Débutons par une notion élémentaire. Supposons, en français, le mot « table » utilisé dans le sens d’un meuble, de même par ailleurs que le mot « chaise » ou encore « tabouret ». Voici trois mots que les francophones utilisent couramment dans leur vie quotidienne. Dans leur pratique de la langue, les usagers ne confondent normalement pas ces trois termes, et chaque locuteur, dans une pièce qui comprend un ou des exemplaires de ces trois objets, comprendra immédiatement une demande qui lui serait formulée, par exemple de « dresser la table » ou de proposer à un visiteur une « chaise » ou encore de disposer le « tabouret » devant le piano pour en jouer. Comment cela est-il possible?
La réponse des sciences du langage, plus précisément ici de la « sémantique », rejoint dans ce cas le sens commun. Exprimées autrement, les individus de notre exemple réagiront correctement aux instructions reçues par une double connaissance, corrélée dans leurs esprits, une connaissance de la langue utilisée et une connaissance de la « culture » dans laquelle se passe la scène. Ce n’est que cette double connaissance qui permet par son interaction de joindre le geste à la parole et d’exécuter les instructions reçues. C’est à ce stade qu’interviennent de manière plus structurée et scientifique les connaissances relatives à la sémantique.
7.3. Les difficultés de l’analyse sémantique
Il n’est pas simple d’aborder cette question, car les théories sémantiques sont fort complexes et dépassent nettement les limites et les objectifs de cet article. On reprendra dans l’ensemble des théories en cours aujourd’hui certains éléments qui nous paraissent pertinents dans le cadre de cet article.
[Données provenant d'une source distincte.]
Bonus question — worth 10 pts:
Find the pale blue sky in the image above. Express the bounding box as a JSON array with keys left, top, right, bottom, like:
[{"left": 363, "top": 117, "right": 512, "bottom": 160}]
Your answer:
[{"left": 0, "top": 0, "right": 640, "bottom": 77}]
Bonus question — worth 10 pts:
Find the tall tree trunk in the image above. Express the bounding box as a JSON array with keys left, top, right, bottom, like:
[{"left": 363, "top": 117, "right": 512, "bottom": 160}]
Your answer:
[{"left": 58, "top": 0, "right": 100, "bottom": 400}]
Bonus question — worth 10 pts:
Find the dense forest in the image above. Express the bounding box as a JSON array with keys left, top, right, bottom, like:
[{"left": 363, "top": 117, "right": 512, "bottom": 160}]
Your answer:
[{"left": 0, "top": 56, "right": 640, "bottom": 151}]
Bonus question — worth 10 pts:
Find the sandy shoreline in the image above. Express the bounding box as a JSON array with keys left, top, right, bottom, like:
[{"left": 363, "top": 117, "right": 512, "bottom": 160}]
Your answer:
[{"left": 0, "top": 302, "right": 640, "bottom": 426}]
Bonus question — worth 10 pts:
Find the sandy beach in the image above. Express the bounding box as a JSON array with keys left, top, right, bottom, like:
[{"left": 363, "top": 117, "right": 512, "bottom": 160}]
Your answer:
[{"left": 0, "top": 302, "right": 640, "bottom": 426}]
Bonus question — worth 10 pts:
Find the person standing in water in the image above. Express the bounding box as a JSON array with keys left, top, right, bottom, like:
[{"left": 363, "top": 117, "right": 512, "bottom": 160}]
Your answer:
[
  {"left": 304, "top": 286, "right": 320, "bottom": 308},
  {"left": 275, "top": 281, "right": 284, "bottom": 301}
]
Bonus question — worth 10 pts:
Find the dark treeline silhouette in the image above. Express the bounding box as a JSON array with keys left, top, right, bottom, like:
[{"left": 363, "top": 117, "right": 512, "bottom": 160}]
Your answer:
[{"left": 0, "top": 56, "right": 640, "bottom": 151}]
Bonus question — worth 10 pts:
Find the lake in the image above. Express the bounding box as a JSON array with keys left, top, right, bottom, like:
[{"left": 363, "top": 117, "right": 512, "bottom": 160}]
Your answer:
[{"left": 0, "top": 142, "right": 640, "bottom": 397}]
Nous serons aidés dans ce travail par une synthèse de ces théories, datant déjà d’environ une trentaine d’années, qui apporte néanmoins les principales informations dans ce domaine et il nous sera possible d’avancer sur ce point en rappelant brièvement les différents éléments essentiels des recherches en sémantique.
Catherine Kerbrat-Orecchioni débute sa synthèse par une citation qui peut paraître surprenante à ceux qui ignorent tout de ce sujet de recherche : « la sémantique, ou comment s’en débarrasser ». Elle s’en explique en exposant que, jusqu’à récemment, la sémantique ou l’étude du sens étaient considérées volontiers « comme constituant pour la linguistique comme une sorte de rejeton indésirable », ce qu’elle appuie d’une citation de Pierre Bourdieu qui évoque un réalisme naïf« qui porte à ignorer tout ce qui ne peut pas se montrer ou se toucher du doigt ». Pour être concis, on pourrait résumer la position des spécialistes des sciences du langage en deux camps : le premier exclurait les recherches sur le sens de peur de s’engluer dans des questions sans solutions définitives, le second préférant prendre les risques de la démarche, mais en sachant fort bien que celle-ci sera non seulement risquée et soumise aux critiques, mais encore que cette démarche sera non terminable.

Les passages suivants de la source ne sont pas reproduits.